Although younger brother Dean Stockwell is perhaps the better known actor of the two, Guy Stockwell was a seriously handsome, reliable performer over the years, appearing in over 30 films and 200 television shows. The son of singing performer Harry Stockwell and Nina Olivette (she also went by the name Betty Veronica), their mother sent both Dean and Guy to an open call for a 1943 Broadway show entitled “The Innocent Voyage,” which was to star famed acting teacher Herbert Berghof. The play needed about a dozen children and, by chance, both boys were cast. Dean went immediately into films for MGM and became a popular post-war child star while Guy had to wait until adulthood before coming into his own. Following high school he attended the University of California where he majored in psychology and philosophy.
Guy started his career off in minor film and TV bits, then was given his big break in 1961 as a regular cast member of the outdoor sea adventure Adventures in Paradise (1959) as first mate to star Gardner McKay. He played the role for one season. Following that in 1963 he became one of 11 performers who made up the company for Richard Boone’s television anthology series. Guy became a Universal contract player in 1965 and went straight into several standard tales of adventure and intrigue, including The War Lord (1965), Tobruk (1967) and Blindfold (1966). Initially promoted as a dashing Errol Flynn type in swordplay adventures and outdoor epics, the studio had him star in the remake of Gary Cooper’s French Foreign Legion classic Beau Geste (1966) opposite another film up-and-comer Doug McClure. He co-starred with McClure again, this time as the villain, in The King’s Pirate (1967) while vying for beauties Jill St.
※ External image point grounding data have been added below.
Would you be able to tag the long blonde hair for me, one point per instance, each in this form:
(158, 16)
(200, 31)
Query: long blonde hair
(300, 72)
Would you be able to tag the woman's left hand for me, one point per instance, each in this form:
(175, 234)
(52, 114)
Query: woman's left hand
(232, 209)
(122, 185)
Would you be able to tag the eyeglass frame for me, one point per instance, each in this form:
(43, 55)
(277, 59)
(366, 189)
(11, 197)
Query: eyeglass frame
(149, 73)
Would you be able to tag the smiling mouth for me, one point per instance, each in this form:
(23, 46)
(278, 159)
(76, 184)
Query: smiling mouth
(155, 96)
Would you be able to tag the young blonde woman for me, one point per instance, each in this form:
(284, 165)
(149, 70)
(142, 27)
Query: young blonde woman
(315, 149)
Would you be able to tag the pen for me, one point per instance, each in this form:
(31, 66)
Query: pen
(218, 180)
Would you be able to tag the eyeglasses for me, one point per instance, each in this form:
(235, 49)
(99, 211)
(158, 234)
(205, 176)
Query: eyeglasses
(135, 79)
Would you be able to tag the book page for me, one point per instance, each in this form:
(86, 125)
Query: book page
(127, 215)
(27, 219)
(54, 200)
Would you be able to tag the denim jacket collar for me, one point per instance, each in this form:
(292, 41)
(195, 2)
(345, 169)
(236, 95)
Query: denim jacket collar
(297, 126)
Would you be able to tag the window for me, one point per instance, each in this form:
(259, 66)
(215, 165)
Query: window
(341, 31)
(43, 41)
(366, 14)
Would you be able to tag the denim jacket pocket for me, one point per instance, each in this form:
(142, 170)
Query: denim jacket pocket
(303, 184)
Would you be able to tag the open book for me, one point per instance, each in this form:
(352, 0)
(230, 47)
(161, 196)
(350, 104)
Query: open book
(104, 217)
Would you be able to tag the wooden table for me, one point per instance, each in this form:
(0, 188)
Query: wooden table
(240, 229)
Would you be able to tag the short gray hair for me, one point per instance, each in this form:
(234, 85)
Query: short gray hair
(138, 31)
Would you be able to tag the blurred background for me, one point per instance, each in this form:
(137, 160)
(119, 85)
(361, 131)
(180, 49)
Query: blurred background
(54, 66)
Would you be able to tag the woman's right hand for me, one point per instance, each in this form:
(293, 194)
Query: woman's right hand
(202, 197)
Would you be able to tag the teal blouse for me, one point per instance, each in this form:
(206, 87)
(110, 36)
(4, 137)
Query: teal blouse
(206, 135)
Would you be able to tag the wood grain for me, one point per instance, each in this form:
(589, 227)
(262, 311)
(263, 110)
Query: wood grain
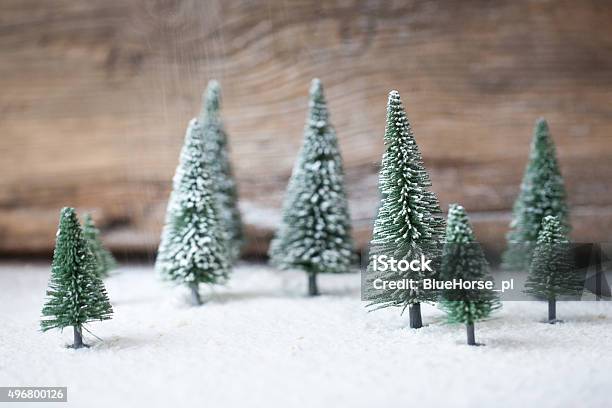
(96, 96)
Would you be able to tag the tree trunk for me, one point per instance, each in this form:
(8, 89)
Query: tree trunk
(470, 333)
(312, 285)
(552, 310)
(416, 321)
(78, 337)
(195, 294)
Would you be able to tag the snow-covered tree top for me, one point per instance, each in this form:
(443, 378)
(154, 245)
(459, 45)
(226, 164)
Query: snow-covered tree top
(458, 228)
(552, 232)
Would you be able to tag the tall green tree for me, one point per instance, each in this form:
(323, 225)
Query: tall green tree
(216, 154)
(551, 274)
(196, 249)
(76, 293)
(105, 262)
(409, 221)
(315, 232)
(542, 194)
(463, 258)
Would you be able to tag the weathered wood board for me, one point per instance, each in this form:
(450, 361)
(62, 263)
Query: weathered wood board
(95, 97)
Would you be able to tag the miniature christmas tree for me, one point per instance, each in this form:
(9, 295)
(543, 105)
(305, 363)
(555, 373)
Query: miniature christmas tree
(542, 194)
(105, 262)
(76, 294)
(463, 258)
(551, 274)
(195, 245)
(315, 233)
(216, 154)
(409, 222)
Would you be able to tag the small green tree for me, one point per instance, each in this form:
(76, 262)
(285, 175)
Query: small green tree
(76, 294)
(542, 194)
(216, 154)
(551, 274)
(409, 222)
(315, 232)
(463, 258)
(105, 262)
(196, 249)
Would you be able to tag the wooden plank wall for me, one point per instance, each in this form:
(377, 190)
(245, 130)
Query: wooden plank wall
(95, 97)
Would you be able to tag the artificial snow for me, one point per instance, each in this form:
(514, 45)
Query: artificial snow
(260, 342)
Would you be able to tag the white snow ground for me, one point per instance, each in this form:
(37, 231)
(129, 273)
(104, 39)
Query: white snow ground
(259, 342)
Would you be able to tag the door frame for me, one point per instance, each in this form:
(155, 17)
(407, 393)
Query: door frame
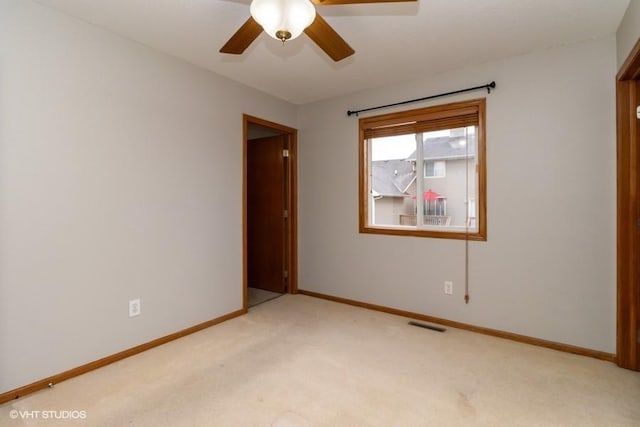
(628, 233)
(291, 200)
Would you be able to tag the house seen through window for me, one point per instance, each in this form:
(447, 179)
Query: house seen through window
(423, 172)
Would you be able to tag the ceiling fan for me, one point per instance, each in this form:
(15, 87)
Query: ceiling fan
(287, 19)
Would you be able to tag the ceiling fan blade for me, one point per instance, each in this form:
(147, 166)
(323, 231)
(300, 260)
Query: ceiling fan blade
(330, 2)
(241, 40)
(328, 40)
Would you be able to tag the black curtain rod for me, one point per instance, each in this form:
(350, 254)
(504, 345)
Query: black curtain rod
(488, 87)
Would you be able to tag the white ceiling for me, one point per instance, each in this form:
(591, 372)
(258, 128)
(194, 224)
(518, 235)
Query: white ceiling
(393, 42)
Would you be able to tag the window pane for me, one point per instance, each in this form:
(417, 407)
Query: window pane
(453, 150)
(423, 171)
(393, 172)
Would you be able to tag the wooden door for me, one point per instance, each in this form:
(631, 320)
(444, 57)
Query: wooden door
(266, 205)
(628, 220)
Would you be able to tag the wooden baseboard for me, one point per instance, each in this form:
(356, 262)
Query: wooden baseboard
(54, 379)
(486, 331)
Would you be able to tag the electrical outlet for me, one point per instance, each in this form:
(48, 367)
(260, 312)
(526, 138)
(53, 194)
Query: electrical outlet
(134, 307)
(448, 287)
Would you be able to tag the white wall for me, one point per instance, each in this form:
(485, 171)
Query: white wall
(120, 177)
(548, 267)
(628, 32)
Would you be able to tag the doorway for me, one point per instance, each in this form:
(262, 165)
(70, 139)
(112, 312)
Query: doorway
(269, 211)
(628, 176)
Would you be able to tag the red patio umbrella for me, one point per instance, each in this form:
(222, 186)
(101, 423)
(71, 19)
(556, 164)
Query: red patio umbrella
(429, 196)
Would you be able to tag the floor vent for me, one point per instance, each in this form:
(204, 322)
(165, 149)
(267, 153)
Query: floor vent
(423, 325)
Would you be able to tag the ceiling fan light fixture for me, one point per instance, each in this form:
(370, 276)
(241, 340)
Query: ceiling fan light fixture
(283, 19)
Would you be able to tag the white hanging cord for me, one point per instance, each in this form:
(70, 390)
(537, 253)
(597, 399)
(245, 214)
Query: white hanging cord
(466, 226)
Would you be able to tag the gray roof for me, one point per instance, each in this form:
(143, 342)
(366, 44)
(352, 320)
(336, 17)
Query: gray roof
(445, 147)
(392, 177)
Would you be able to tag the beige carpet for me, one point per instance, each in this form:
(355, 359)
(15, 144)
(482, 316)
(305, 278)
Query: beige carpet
(300, 361)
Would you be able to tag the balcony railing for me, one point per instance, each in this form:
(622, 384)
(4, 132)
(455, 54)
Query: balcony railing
(442, 220)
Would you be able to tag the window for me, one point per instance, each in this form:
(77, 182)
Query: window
(423, 173)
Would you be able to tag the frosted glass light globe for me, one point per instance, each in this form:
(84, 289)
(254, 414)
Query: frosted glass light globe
(283, 19)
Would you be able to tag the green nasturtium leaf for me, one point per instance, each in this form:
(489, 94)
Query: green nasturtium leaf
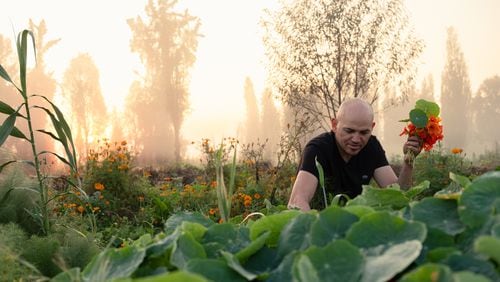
(225, 237)
(296, 235)
(332, 223)
(428, 107)
(468, 262)
(438, 213)
(381, 199)
(114, 264)
(469, 276)
(233, 263)
(274, 223)
(185, 249)
(214, 270)
(418, 118)
(304, 271)
(337, 261)
(253, 247)
(489, 246)
(481, 199)
(429, 272)
(175, 276)
(384, 262)
(384, 229)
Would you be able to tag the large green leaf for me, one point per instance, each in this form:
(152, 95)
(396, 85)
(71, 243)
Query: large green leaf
(489, 246)
(481, 199)
(6, 128)
(296, 235)
(473, 264)
(438, 213)
(418, 118)
(430, 108)
(233, 263)
(385, 261)
(176, 276)
(253, 247)
(185, 249)
(332, 223)
(214, 270)
(284, 270)
(468, 276)
(274, 223)
(113, 264)
(382, 228)
(381, 199)
(337, 261)
(429, 272)
(225, 237)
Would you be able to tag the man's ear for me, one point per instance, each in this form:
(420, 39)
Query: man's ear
(334, 124)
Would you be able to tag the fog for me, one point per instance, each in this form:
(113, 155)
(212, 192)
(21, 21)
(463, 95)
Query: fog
(217, 81)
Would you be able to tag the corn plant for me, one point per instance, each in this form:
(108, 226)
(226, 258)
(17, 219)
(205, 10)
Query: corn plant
(224, 194)
(62, 133)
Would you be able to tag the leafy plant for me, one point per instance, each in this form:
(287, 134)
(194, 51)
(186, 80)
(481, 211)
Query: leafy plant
(62, 133)
(377, 238)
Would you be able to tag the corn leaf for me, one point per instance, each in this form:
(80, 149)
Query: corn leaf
(2, 166)
(50, 134)
(22, 53)
(5, 75)
(7, 127)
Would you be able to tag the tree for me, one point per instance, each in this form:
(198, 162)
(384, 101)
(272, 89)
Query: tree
(166, 43)
(270, 124)
(455, 93)
(252, 128)
(321, 52)
(82, 88)
(485, 114)
(41, 83)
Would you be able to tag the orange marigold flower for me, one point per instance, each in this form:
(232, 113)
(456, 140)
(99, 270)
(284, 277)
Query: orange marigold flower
(80, 209)
(99, 186)
(247, 203)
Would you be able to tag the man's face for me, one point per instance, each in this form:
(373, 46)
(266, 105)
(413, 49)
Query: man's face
(352, 132)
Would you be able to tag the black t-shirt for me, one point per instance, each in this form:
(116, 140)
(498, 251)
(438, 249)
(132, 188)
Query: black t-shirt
(341, 177)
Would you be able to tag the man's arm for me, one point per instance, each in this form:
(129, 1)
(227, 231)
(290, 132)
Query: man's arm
(303, 191)
(385, 176)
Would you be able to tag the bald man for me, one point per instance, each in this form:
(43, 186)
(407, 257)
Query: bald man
(350, 156)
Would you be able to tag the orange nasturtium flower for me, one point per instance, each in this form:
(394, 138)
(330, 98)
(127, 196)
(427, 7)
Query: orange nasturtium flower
(425, 123)
(99, 186)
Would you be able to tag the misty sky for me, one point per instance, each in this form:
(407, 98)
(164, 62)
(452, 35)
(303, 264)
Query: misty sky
(231, 47)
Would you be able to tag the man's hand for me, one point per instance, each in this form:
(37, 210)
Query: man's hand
(413, 144)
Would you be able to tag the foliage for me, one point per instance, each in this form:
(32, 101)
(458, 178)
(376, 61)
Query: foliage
(12, 268)
(88, 112)
(166, 42)
(407, 240)
(17, 197)
(322, 52)
(435, 166)
(24, 112)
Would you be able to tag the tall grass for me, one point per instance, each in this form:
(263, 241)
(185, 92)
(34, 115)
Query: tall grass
(23, 113)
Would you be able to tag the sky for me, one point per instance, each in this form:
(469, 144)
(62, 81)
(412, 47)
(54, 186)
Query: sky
(231, 47)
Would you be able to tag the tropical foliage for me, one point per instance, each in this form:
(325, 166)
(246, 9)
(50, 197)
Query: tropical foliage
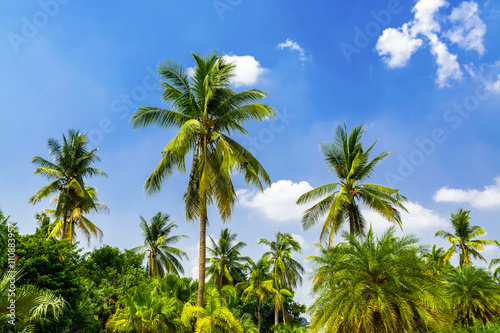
(206, 111)
(379, 285)
(464, 239)
(72, 162)
(227, 265)
(162, 257)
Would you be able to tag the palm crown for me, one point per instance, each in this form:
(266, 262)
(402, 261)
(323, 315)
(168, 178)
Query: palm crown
(206, 111)
(350, 162)
(464, 239)
(227, 265)
(162, 257)
(71, 164)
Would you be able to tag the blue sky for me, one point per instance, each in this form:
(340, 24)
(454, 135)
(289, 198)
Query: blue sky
(422, 75)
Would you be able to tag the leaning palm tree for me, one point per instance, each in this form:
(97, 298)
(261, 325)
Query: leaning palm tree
(162, 257)
(206, 111)
(350, 162)
(259, 284)
(227, 265)
(379, 285)
(286, 270)
(71, 164)
(464, 239)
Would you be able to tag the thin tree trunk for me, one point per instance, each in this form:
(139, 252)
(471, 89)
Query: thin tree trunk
(203, 249)
(258, 315)
(276, 317)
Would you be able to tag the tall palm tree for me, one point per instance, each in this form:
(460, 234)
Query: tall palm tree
(286, 270)
(227, 266)
(206, 111)
(350, 162)
(464, 237)
(379, 285)
(71, 164)
(474, 294)
(162, 257)
(76, 218)
(259, 284)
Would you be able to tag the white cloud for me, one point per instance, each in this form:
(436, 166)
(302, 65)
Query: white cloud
(277, 202)
(417, 218)
(248, 70)
(487, 198)
(299, 239)
(468, 30)
(493, 86)
(397, 46)
(296, 47)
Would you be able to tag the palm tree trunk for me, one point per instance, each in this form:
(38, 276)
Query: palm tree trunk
(258, 315)
(203, 250)
(276, 316)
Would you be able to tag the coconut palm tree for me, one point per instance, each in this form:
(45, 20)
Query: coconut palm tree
(214, 316)
(227, 266)
(379, 285)
(71, 164)
(286, 270)
(474, 295)
(142, 311)
(260, 284)
(162, 257)
(350, 161)
(77, 219)
(206, 111)
(32, 305)
(464, 237)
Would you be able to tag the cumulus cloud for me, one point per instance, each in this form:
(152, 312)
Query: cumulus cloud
(487, 198)
(417, 218)
(248, 70)
(301, 241)
(277, 202)
(468, 30)
(295, 47)
(493, 86)
(396, 46)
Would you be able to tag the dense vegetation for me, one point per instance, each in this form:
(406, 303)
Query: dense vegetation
(363, 283)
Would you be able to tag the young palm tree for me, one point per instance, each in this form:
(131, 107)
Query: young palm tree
(474, 295)
(71, 164)
(464, 239)
(206, 111)
(76, 218)
(214, 316)
(162, 257)
(286, 270)
(350, 162)
(260, 284)
(380, 285)
(32, 306)
(227, 266)
(144, 312)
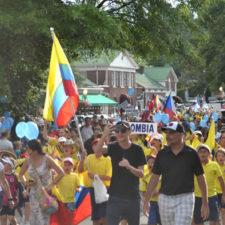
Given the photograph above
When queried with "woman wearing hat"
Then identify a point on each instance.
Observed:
(39, 164)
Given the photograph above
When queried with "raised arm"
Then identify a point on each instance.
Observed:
(45, 130)
(100, 145)
(221, 180)
(150, 190)
(203, 188)
(53, 165)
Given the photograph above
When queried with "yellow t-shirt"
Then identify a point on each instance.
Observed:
(19, 163)
(218, 187)
(67, 187)
(139, 142)
(144, 184)
(212, 172)
(99, 166)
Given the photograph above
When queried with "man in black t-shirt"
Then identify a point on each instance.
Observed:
(177, 164)
(128, 162)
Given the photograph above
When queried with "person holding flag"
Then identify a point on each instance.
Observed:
(62, 95)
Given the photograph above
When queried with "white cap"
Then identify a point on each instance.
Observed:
(159, 137)
(69, 142)
(8, 161)
(68, 159)
(62, 139)
(203, 146)
(198, 132)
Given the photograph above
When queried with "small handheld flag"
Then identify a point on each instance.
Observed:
(62, 95)
(169, 108)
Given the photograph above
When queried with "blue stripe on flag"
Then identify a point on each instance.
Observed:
(59, 100)
(79, 197)
(66, 72)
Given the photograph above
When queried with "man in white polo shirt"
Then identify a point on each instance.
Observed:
(177, 164)
(5, 186)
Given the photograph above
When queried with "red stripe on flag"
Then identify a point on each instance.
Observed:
(83, 211)
(70, 88)
(66, 112)
(64, 217)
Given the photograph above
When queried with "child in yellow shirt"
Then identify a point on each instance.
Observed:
(212, 173)
(220, 158)
(96, 164)
(68, 185)
(154, 217)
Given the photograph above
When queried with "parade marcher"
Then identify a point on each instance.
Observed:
(8, 213)
(5, 187)
(18, 148)
(156, 144)
(88, 144)
(220, 158)
(97, 164)
(222, 139)
(71, 151)
(177, 163)
(128, 162)
(39, 164)
(154, 217)
(68, 185)
(86, 130)
(5, 144)
(212, 173)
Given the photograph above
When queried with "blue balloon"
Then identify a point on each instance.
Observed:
(116, 120)
(7, 114)
(215, 117)
(165, 118)
(130, 91)
(21, 129)
(205, 118)
(158, 117)
(192, 126)
(32, 131)
(203, 123)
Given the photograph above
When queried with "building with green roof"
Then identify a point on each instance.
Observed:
(150, 81)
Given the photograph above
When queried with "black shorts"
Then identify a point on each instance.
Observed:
(98, 210)
(7, 211)
(220, 204)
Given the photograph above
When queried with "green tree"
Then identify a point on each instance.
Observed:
(146, 28)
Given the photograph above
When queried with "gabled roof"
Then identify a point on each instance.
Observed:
(147, 82)
(111, 58)
(103, 59)
(157, 73)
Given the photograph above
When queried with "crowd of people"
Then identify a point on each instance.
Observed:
(177, 174)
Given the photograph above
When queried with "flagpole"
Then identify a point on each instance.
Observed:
(74, 114)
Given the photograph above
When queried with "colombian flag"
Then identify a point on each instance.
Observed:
(62, 95)
(169, 108)
(83, 210)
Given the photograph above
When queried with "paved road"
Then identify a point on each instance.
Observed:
(143, 221)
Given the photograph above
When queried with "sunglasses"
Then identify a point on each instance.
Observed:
(120, 129)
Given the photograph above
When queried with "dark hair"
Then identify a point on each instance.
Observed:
(35, 145)
(4, 133)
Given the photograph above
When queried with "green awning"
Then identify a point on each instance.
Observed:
(98, 100)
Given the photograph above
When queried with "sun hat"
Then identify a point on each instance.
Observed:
(68, 159)
(8, 161)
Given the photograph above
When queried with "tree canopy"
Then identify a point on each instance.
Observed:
(146, 28)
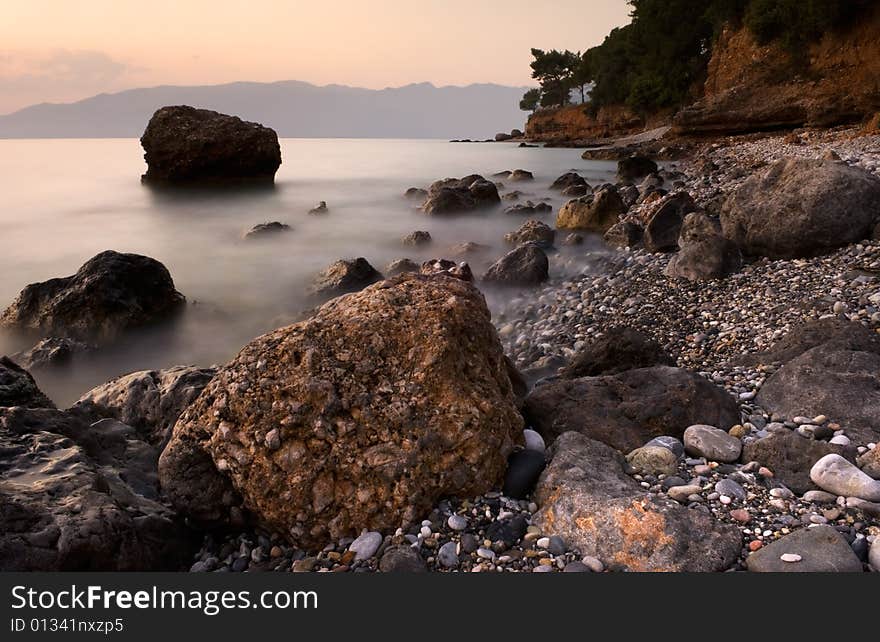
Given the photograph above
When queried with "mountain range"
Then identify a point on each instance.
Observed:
(293, 108)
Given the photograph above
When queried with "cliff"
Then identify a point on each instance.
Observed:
(751, 87)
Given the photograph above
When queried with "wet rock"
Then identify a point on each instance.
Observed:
(109, 294)
(386, 400)
(188, 145)
(588, 499)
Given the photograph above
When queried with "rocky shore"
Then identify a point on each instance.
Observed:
(707, 401)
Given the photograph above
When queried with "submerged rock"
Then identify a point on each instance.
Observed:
(361, 417)
(188, 145)
(108, 295)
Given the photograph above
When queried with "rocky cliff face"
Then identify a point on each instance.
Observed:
(572, 123)
(751, 87)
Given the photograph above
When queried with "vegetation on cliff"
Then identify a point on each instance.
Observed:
(656, 61)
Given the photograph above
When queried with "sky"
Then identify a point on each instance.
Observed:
(65, 50)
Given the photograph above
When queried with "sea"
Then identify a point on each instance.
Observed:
(63, 201)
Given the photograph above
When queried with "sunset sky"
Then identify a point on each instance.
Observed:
(60, 50)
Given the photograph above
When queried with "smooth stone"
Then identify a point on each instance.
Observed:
(712, 443)
(534, 441)
(835, 474)
(366, 545)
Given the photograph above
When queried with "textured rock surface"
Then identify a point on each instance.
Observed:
(617, 350)
(628, 409)
(361, 417)
(18, 388)
(80, 497)
(821, 549)
(801, 207)
(587, 499)
(150, 401)
(188, 145)
(109, 294)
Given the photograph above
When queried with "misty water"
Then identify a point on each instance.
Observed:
(66, 200)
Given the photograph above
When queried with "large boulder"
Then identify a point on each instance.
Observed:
(108, 295)
(801, 207)
(664, 220)
(75, 497)
(617, 350)
(791, 457)
(829, 379)
(150, 401)
(457, 195)
(188, 145)
(705, 253)
(18, 388)
(362, 416)
(533, 231)
(628, 409)
(595, 212)
(344, 276)
(586, 498)
(633, 167)
(526, 265)
(820, 549)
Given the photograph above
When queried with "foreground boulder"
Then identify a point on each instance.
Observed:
(361, 417)
(75, 497)
(832, 380)
(586, 498)
(457, 195)
(627, 410)
(188, 145)
(108, 295)
(595, 212)
(526, 265)
(791, 457)
(149, 401)
(18, 388)
(344, 276)
(820, 549)
(801, 207)
(617, 350)
(705, 253)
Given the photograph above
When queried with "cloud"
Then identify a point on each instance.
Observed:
(59, 75)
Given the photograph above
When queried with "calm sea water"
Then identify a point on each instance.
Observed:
(66, 200)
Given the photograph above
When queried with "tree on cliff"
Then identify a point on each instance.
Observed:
(531, 100)
(553, 69)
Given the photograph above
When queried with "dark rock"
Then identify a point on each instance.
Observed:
(624, 234)
(150, 401)
(568, 179)
(526, 265)
(263, 230)
(418, 237)
(663, 222)
(402, 559)
(801, 207)
(18, 388)
(618, 349)
(523, 469)
(627, 409)
(533, 231)
(629, 169)
(188, 145)
(346, 275)
(586, 497)
(705, 253)
(821, 548)
(108, 295)
(791, 457)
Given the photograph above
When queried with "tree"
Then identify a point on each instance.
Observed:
(531, 100)
(553, 70)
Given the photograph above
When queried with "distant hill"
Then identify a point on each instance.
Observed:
(294, 109)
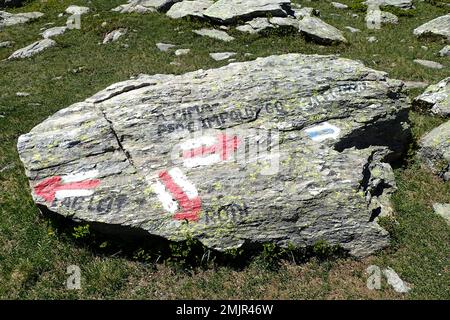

John and Mary Ann Mobley. He also earned the role of Buffalo Bill Cody in a remake of Cooper’s The Plainsman (1966). Playing a villain again in the glossy soaper Banning (1967) with Robert Wagner and Ms. St. John, most of Guy’s high-profile roles came off routine at best and the films failed at the box office. He made his last picture for Universal co-starring with Anthony Franciosa in In Enemy Country (1968) before his contract ended.
Guy subsequently gravitated towards the small screen and local stage. He created the Los Angeles Art Theater along the way where he played leading roles in well-received productions of “Hamlet” and his own adaptation of “Crime and Punishment.”. Gaining respect in later years as an acting teacher, he wrote a textbook for actors called Cold Reading Advantage (1991) and taught acting (as an alumnus at the University of California) for two years in their masters program. Subsequent character parts in films were a bit offbeat to say the least, having gained some weight over time. He was also involved in extensive voice-over work.
Married and divorced three times, he had two children, Doug and Victoria, by first wife Susan; an adopted son, Kerry, by second wife Sandy; and had several stepchildren by his marriage to third wife Olga. Guy suffered from diabetes in later years and died of complications in 2002. He was 68.